OPINION OF TRUSTEES
ROD Case No: 88-554 – July 29, 1992
Board of Trustees: Joseph P. Connors, Sr., Chairman; Paul R. Dean, Trustee; William Miller, Trustee; Elliot A. Segal, Trustee.
Pursuant to Article IX of the United Mine Workers of America (“UMWA”) 1950 Benefit Plan and Trust, and under the authority of an exemption granted by the United States Department of Labor, the Trustees have reviewed the facts and circumstances of this dispute concerning the provision of benefits for emergency room care under the terms of the Employer Benefit Plan.
On June 1, 1991, the Employee sought medical evaluation and treatment for nausea, vomiting, and diarrhea at a hospital emergency room. The emergency record indicates that the patient also complained of dull aches, dizziness, and cramps. The emergency room physician diagnosed viral gastroenteritis and released the patient with orders to rest, take fluids, and observe a bland diet.
The employer denied benefits for the emergency room charge.
Is the Employer required to provide benefits for the emergency room charge resulting from the Employee’s treatment on June 1, 1991?
Positions of the Parties
Position of the Employee: The Employer is required to provide benefits for the emergency room charge resulting from the Employee’s evaluation and treatment on June 1, 1991 because treatment was rendered within 48 hours of the onset of acute medical symptoms.

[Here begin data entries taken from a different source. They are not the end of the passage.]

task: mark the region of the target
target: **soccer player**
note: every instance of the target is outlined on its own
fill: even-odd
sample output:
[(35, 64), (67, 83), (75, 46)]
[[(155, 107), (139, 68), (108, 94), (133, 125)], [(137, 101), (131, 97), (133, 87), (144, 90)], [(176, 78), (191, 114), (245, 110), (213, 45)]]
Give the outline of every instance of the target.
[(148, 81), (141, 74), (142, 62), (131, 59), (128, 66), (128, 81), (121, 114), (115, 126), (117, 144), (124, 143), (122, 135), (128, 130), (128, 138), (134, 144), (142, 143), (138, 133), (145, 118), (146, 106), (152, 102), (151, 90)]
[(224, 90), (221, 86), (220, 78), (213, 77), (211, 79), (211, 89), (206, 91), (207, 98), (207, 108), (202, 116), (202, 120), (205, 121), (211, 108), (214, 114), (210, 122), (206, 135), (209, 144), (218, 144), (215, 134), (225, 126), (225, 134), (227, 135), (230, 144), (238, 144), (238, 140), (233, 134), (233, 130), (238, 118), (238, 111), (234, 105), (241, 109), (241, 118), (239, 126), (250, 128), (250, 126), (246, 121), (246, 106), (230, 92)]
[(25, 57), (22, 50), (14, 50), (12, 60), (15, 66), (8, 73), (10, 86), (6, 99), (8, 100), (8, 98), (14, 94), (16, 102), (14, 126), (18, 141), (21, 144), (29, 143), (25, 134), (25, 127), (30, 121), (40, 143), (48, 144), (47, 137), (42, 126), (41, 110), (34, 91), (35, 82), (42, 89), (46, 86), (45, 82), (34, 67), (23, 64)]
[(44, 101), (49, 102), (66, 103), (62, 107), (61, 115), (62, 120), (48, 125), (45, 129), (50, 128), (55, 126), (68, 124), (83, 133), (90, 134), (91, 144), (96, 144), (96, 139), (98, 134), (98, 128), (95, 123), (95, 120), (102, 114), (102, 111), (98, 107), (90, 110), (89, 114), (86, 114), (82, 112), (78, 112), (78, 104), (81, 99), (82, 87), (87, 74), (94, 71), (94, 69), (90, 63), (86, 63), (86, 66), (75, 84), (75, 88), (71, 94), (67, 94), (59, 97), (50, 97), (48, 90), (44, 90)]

Position of the Employer: The Employer is not required to provide benefits for the Employee’s emergency room charge because the Employee’s symptoms were not acute and the treatment rendered was not of an emergency nature.

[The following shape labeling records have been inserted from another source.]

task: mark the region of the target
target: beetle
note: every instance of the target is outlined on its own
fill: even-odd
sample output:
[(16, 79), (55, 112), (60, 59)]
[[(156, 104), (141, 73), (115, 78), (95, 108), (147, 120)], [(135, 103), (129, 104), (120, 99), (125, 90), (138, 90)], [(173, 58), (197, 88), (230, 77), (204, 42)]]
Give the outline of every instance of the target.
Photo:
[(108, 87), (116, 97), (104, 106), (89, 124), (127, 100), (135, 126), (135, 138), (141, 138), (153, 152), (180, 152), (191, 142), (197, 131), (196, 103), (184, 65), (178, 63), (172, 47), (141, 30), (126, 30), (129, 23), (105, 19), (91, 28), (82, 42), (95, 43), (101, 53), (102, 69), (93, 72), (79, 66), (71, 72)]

Article III. A. (2) (a) of the Employer Benefit Plan states:
(2) Outpatient Hospital Benefits
(a) Emergency Medical and Accident Cases
Benefits are provided for a Beneficiary who receives emergency medical treatment or medical treatment of an injury as the result of an accident, provided such emergency medical treatment is rendered within 48 hours following the onset of acute medical symptoms or the occurrence of the accident.
Article III. A. (2) (a) of the Employer Benefit Plan provides that emergency medical treatment is a covered benefit when it is rendered within 48 hours following the onset of acute medical symptoms or the occurrence of an accident.

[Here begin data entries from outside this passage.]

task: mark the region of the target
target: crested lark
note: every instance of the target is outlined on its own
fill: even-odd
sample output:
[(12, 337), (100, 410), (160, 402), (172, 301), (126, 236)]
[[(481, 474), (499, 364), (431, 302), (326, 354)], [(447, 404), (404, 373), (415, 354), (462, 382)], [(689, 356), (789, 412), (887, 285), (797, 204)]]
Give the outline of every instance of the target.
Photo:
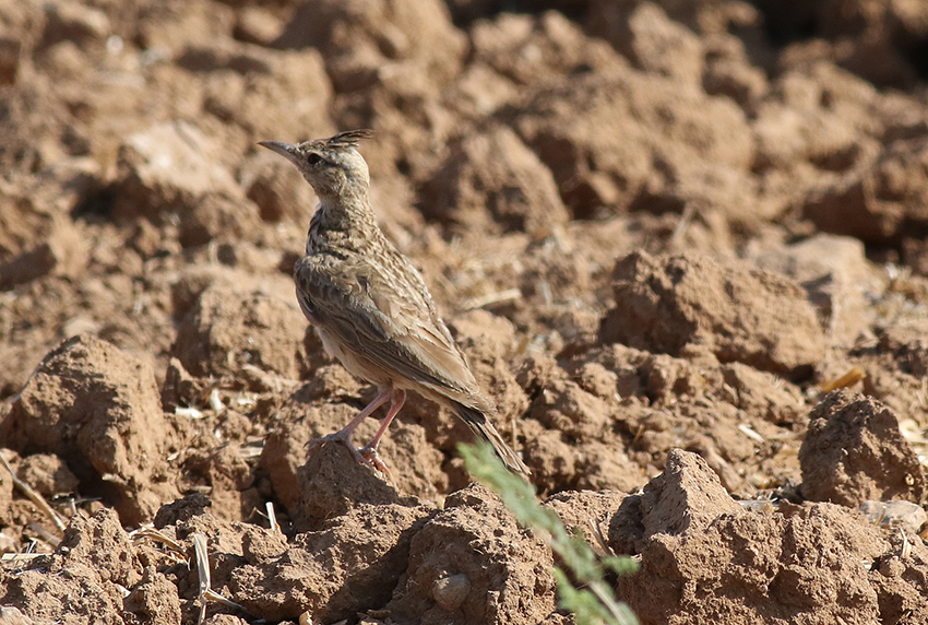
[[(354, 130), (299, 144), (260, 142), (296, 165), (319, 197), (306, 256), (294, 268), (300, 308), (325, 350), (380, 391), (344, 428), (310, 447), (338, 440), (359, 461), (386, 473), (377, 447), (406, 391), (414, 390), (452, 409), (510, 469), (528, 473), (487, 418), (495, 412), (492, 401), (480, 391), (421, 275), (377, 225), (367, 163), (356, 150), (370, 135)], [(388, 400), (390, 410), (377, 434), (356, 449), (352, 433)]]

A Funds’ medical consultant has reviewed this file and determined that the Employee’s emergency room visit on June 1, 1991 should be considered medically appropriate because the Employee’s history, as recorded by the emergency room doctor and the nurse, was consistent with the diagnosis of viral gastroenteritis, which can cause acute symptoms.
In denying benefits, the Employer stated that the emergency room classified the Employee’s condition as “good” on the emergency room record, and that there were normal temperature readings and no evidence of acute symptoms. The Funds’ medical consultant has advised in previous opinions that the emergency room’s classification of good, fair, or poor condition has no relevance for coverage determination. These are classifications used by the hospital staff to determine whether the patient needs care immediately, within several minutes, or may wait up to an hour or more, if necessary. The classifications are in no way meant to evaluate the patient’s need for same day emergency care. Further, the consultant states that patients with viral gastroenteritis typically have normal vital signs and appear normal upon physical examination. These findings would not preclude the necessity of an emergency room visit.
Therefore, it is the opinion of the Trustees that the Employee’s emergency room visit on June 1, 1991 was medically appropriate.
Opinion of the Trustees
The Employer is required to provide benefits for the emergency room charge incurred by the Employee on June 1, 1991.